Thanks Jeff, appreciate the reply.


----------



## BrianGSDTexoma (Jan 13, 2022)

Getting ready to make a batch from dandelions in freezer.  I wish I would of packed them better but was planning on using a lot sooner.  Need some to make my pecans.  Will have to give that creamed a shot.


----------



## bauchjw (Jan 13, 2022)

Wow, that is incredibly cool. No dandelions here for a while, but once spring hits this is bookmarked. Thank you for sharing!


----------



## jcam222 (Jan 13, 2022)

BrianGSDTexoma said:


> Getting ready to make a batch from dandelions in freezer.  I wish I would of packed them better but was planning on using a lot sooner.  Need some to make my pecans.  Will have to give that creamed a shot.


Man I wish I had the forethought to freeze some! This year I am going to harvest a ton, make a lot more honey and freeze plenty of blossoms. Looking forward to seeing how well your frozen blossoms work.


----------



## jcam222 (Jan 13, 2022)

bauchjw said:


> Wow, that is incredibly cool. No dandelions here for a while, but once spring hits this is bookmarked. Thank you for sharing!

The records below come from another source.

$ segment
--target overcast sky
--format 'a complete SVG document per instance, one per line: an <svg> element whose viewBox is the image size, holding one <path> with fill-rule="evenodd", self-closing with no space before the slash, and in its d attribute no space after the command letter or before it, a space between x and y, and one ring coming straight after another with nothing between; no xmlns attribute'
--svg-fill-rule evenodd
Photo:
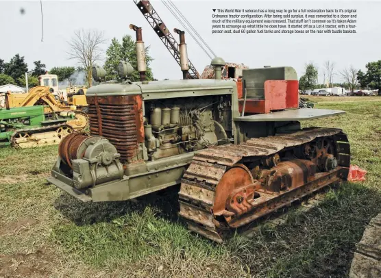
<svg viewBox="0 0 381 278"><path fill-rule="evenodd" d="M365 69L368 62L381 60L380 1L173 1L210 48L225 62L243 63L250 68L290 66L299 77L304 66L313 62L319 66L330 60L339 71L352 64ZM184 29L160 1L151 1L153 8L172 31ZM341 8L357 9L357 34L212 34L212 8ZM21 10L25 13L22 14ZM130 34L133 23L141 26L145 45L151 46L155 59L151 66L158 79L180 79L180 66L154 34L132 1L42 1L43 42L41 42L41 12L39 1L0 0L0 59L8 62L15 54L25 56L29 70L33 62L41 60L49 70L53 66L76 66L67 59L67 41L79 28L104 31L106 49L114 37ZM177 40L178 35L173 34ZM190 36L186 36L188 57L202 72L210 62ZM339 77L336 81L340 81Z"/></svg>

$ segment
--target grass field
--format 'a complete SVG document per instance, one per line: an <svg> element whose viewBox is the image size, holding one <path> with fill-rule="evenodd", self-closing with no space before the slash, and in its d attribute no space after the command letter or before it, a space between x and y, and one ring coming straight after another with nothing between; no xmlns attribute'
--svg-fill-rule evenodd
<svg viewBox="0 0 381 278"><path fill-rule="evenodd" d="M137 201L83 204L45 178L57 147L0 149L0 277L341 277L381 211L381 97L307 97L346 114L342 128L367 181L330 190L308 212L217 244L177 218L176 188Z"/></svg>

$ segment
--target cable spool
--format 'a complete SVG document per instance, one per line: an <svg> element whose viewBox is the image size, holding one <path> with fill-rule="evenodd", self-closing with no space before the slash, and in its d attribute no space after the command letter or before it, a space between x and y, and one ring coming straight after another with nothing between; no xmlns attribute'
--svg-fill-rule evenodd
<svg viewBox="0 0 381 278"><path fill-rule="evenodd" d="M91 142L101 139L104 138L98 136L89 136L86 132L71 134L60 142L58 155L65 164L72 168L72 161L82 158Z"/></svg>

Sure thing.this stuff is truly amazing if you want the actual honey flavor without the sugar.


----------



## BrianGSDTexoma (Jan 13, 2022)

I think I am going to try Asian Pear this time.  They not much more than Jicama .  I know just have to mess with a good recipe!  I finally back on track.  Got brave enough to check BS few days ago all looked good.


----------



## BrianGSDTexoma (Jan 15, 2022)

Well going to have to call this a failure.  I just had the flowers in a sandwich bag and got a bunch of water crystals.  Has a bit of nasty taste to it.  Also could not get a jar to cream.  I ended up with 4 cups which is more than should of had.  Reduced down to 3 than added 2.5 Alluse and 1 Golden Monk reduced by 1/3.  This been a bad week.  Threw out pork butt sausage, pork tenderloin because of too long in freezer.  Made Mississippi chuck yesterday while good could not get to pull.  I afraid to make that cheesecake now.


----------